Tanto o TSE quanto o STF estão encarando o desafio sobre como lidar com algumas plataformas. É o caso do Telegram, que se tornou vetor para a disseminação de conteúdo político após as travas criadas pelo WhatsApp. É possível ser eficiente no combate às fake news em um ecossistema heterogêneo, em que há plataformas que não se preocupam com isso?

Há uma preocupação das autoridades do Brasil em ter uma eleição íntegra, em que haja diálogos e parcerias com autoridades. A complexidade é não ter uma solução que venha para uma só plataforma. Todas as plataformas, autoridades e usuários têm o seu papel no combate à desinformação. O que vivemos no Brasil mostra que medidas legislativas mirando uma só plataforma para lidar com a desinformação é muito ineficiente e ineficaz. Temos reforçado isso no Congresso. O combate à desinformação é de todo mundo, de governos, Judiciário, Legislativo, dos usuários, do mundo político, mas em especial das plataformas, todas as plataformas.

O TSE tem tido um papel de liderança fundamental, de trazer as plataformas, de gerar todo um ambiente em que esse dever de todo mundo combater desinformação pode se manifestar. O tribunal, especialmente na gestão do ministro Barroso, foi o grande responsável por fazer esse movimento integrado.

Tivemos avanços significativos na tramitação do PL das Fake News no ano passado. A versão que temos hoje à mesa, aprovada por um grupo de trabalho na Câmara, está suficiente para o WhatsApp?

Houve um reconhecimento de início da diferença de produto entre o WhatsApp e as demais plataformas. Isso está bem espelhado no PL. A mesma contribuição que o WhatsApp levou em 2019 para o TSE sobre o combate ao disparo em massa também tem apoiado na discussão no Congresso, para que essa vedação se espalhe para outros âmbitos além do eleitoral.
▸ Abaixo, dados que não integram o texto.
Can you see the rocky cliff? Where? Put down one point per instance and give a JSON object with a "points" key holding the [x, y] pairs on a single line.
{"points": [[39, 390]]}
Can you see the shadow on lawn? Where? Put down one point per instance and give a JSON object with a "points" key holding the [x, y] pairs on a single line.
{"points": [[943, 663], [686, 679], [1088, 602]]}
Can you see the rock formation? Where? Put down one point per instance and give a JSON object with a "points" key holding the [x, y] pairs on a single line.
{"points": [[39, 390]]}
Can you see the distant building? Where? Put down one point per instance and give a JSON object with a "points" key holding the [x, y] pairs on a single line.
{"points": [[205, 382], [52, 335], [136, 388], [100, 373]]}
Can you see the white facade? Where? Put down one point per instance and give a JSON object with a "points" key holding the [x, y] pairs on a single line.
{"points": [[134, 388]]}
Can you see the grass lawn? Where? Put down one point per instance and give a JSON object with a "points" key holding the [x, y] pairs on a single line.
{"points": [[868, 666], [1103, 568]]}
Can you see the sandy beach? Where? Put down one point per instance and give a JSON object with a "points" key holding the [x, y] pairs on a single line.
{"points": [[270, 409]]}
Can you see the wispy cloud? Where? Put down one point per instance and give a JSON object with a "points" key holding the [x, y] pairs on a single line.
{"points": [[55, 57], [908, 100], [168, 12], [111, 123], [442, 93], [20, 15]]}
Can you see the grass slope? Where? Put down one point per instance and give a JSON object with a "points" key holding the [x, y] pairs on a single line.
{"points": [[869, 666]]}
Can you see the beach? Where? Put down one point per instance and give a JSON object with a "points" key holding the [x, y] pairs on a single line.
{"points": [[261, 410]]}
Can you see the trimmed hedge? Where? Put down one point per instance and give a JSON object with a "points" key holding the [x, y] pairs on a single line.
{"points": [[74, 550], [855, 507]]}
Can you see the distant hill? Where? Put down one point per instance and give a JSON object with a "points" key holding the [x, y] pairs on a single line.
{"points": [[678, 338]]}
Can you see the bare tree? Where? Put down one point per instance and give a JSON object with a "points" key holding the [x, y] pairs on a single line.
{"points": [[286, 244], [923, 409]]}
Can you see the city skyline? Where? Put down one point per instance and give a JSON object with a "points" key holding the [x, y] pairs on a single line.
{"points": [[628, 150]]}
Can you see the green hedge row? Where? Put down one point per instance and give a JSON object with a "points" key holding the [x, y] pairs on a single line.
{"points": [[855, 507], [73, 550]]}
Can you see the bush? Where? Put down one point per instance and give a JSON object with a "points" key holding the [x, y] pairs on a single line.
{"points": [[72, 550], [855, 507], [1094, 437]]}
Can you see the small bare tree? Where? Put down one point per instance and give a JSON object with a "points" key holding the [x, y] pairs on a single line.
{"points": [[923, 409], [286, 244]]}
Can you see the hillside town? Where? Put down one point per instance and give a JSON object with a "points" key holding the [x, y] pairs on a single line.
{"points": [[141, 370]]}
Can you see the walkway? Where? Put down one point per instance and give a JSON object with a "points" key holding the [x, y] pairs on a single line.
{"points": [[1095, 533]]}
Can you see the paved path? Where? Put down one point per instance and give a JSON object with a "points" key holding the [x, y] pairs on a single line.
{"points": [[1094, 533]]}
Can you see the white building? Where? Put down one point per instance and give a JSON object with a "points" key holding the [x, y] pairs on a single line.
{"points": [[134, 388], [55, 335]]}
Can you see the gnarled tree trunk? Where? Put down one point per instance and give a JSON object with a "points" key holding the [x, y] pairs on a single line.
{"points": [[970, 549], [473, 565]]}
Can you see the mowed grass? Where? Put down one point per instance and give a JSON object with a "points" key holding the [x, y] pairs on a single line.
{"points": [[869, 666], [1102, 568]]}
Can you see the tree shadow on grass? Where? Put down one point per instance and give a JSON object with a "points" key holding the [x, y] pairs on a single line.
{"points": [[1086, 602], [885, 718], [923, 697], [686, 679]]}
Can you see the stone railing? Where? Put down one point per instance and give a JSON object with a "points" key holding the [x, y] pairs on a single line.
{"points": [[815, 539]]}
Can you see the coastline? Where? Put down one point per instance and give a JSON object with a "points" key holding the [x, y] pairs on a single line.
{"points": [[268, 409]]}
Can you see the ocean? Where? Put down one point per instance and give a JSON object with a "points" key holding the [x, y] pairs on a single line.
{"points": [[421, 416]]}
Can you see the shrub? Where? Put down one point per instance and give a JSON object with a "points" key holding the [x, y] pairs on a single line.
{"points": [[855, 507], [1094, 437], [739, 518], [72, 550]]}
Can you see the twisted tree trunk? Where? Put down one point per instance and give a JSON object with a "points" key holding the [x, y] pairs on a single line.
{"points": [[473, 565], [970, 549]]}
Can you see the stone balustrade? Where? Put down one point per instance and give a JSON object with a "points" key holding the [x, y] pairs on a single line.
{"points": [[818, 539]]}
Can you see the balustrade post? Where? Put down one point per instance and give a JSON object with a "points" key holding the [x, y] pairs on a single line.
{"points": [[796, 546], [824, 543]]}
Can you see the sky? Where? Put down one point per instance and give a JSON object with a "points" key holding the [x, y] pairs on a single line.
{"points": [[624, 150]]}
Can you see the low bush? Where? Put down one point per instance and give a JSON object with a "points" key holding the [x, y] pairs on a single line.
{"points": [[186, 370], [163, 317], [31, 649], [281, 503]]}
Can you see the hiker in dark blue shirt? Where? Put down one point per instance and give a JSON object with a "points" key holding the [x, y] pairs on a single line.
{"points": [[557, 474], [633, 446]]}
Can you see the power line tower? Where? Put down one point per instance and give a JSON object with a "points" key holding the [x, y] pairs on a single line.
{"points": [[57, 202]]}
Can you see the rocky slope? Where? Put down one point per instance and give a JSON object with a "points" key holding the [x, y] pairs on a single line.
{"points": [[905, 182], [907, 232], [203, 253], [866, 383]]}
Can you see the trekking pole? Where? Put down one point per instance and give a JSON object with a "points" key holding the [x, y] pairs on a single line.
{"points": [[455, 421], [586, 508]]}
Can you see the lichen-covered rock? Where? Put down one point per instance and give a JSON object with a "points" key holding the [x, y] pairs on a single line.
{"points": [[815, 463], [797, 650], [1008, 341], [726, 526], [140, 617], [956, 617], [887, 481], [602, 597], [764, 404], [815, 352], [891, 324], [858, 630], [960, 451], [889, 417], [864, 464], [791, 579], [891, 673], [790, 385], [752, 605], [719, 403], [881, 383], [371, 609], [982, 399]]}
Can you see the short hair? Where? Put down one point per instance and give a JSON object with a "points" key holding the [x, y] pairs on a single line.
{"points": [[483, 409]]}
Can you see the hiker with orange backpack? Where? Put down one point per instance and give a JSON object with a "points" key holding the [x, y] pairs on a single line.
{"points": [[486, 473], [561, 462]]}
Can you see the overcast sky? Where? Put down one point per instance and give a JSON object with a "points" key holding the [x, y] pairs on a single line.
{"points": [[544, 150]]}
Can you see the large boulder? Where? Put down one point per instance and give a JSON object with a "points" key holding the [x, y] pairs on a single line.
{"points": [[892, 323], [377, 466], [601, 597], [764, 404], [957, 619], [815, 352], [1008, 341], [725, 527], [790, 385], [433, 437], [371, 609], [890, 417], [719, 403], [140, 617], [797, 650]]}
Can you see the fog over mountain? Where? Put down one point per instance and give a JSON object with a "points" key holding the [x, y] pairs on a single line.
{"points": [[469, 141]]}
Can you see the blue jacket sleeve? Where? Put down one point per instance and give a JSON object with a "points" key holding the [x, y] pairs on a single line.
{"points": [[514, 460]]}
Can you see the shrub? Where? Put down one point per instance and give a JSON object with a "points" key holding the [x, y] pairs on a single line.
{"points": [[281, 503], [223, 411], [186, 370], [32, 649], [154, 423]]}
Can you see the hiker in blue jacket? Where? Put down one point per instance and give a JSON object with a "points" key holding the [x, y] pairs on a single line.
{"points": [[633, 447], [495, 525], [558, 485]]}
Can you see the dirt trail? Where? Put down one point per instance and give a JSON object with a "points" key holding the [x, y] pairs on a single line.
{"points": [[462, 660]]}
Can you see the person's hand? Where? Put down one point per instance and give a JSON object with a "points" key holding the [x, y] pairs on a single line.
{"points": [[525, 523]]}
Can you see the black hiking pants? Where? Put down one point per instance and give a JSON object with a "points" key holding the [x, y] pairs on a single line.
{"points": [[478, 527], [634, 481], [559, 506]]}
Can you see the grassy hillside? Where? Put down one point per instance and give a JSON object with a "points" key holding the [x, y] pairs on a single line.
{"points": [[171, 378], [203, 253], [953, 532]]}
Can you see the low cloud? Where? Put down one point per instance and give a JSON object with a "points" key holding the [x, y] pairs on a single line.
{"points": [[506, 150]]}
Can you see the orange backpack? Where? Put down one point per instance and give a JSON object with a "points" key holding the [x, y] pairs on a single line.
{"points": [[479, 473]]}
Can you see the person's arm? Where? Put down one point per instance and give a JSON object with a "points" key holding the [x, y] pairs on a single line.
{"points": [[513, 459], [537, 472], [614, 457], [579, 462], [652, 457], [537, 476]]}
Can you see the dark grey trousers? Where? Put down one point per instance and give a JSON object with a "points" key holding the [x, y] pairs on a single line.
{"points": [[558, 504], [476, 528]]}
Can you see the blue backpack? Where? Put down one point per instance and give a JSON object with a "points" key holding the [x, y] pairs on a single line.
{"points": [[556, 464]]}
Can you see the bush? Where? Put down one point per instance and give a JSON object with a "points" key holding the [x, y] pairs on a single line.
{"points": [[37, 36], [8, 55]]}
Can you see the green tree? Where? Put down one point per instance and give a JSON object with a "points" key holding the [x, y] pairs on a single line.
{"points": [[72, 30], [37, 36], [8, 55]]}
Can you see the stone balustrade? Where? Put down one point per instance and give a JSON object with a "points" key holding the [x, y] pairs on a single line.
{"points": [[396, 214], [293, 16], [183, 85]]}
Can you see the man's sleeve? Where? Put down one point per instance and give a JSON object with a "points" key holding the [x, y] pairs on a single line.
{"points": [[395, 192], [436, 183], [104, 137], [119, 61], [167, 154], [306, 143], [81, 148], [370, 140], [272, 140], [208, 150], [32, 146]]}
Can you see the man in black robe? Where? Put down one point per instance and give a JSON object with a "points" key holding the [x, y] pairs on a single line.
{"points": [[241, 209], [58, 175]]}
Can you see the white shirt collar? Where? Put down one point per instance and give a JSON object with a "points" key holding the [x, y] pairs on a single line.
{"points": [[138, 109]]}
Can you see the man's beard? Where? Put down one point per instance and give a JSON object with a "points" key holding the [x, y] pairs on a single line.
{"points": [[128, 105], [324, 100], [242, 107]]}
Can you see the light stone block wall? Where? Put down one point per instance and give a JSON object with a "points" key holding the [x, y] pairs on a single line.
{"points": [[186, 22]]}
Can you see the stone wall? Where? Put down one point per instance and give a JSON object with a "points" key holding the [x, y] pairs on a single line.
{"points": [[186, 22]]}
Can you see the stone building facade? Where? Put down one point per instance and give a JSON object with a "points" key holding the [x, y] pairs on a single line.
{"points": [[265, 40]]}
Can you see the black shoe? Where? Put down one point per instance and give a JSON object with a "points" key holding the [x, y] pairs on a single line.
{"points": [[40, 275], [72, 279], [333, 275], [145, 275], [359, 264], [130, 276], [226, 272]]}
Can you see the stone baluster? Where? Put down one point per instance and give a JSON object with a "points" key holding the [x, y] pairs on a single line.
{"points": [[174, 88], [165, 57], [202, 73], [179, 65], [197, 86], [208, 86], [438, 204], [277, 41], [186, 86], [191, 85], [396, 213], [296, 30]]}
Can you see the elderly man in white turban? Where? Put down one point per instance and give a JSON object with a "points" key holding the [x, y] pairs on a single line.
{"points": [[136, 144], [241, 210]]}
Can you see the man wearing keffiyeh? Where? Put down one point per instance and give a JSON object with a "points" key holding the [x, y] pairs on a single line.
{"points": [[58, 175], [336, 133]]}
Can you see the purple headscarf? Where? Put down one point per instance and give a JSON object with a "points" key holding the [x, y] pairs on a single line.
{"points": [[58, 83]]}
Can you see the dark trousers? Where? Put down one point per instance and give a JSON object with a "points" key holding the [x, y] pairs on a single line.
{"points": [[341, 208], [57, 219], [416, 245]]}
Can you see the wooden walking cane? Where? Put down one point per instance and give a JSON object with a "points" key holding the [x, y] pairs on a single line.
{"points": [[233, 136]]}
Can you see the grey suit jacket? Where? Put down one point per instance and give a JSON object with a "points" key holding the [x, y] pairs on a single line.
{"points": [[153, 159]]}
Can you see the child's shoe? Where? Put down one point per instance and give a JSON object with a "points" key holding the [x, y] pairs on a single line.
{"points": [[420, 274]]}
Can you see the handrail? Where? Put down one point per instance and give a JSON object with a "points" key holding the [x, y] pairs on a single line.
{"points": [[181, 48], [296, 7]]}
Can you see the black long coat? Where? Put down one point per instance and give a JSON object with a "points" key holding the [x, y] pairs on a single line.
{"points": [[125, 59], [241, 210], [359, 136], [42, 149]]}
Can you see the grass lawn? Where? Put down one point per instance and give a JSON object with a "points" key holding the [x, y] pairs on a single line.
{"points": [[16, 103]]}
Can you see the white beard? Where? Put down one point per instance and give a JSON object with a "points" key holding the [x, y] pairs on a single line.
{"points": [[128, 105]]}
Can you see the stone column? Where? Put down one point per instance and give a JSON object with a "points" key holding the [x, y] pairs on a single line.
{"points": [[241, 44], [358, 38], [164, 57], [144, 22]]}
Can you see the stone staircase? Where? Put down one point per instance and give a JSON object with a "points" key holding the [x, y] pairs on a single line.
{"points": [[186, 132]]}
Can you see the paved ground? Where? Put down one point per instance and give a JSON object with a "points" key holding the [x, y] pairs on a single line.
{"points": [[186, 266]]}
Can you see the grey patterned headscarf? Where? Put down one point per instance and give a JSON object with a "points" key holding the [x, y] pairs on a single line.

No texto aprovado pelo grupo, o capítulo de mensageria, que é o que diz mais respeito ao WhatsApp, amadureceu bastante em relação ao do Senado. Isso certamente foi fruto de um trabalho na Câmara, com o deputado Orlando Silva, onde houve dois ciclos de audiências públicas, que ouviram a sociedade civil, a academia, e se pôde perceber que a rastreabilidade não seria uma solução adequada para lidar com os problemas da mensageria privada. A proposta no relatório conta com a simpatiza do WhatsApp.

Ainda há lacunas que precisariam ser melhoradas?

Os pontos principais foram bem endereçados. Há pontos acessórios que seguem sendo importantes, como o artigo 14 do texto aprovado, em que, com a intenção correta de limitar mecanismos que permitem conversas em escala, acabam limitando aplicativos como o WhatsApp Business App no uso mais comum.

O trecho levaria à confusão de que um pequeno empresário, individual, da periferia das grandes cidades, que queira usar o aplicativo, necessitaria de dois aparelhos e duas contas. Na realidade, as pessoas tratam de assuntos pessoais e de pequenos negócios dentro da mesma conta, que pode ter o nome business, mas não traz consigo nenhum mecanismo de conversa em escala, de risco de viralidade e automação.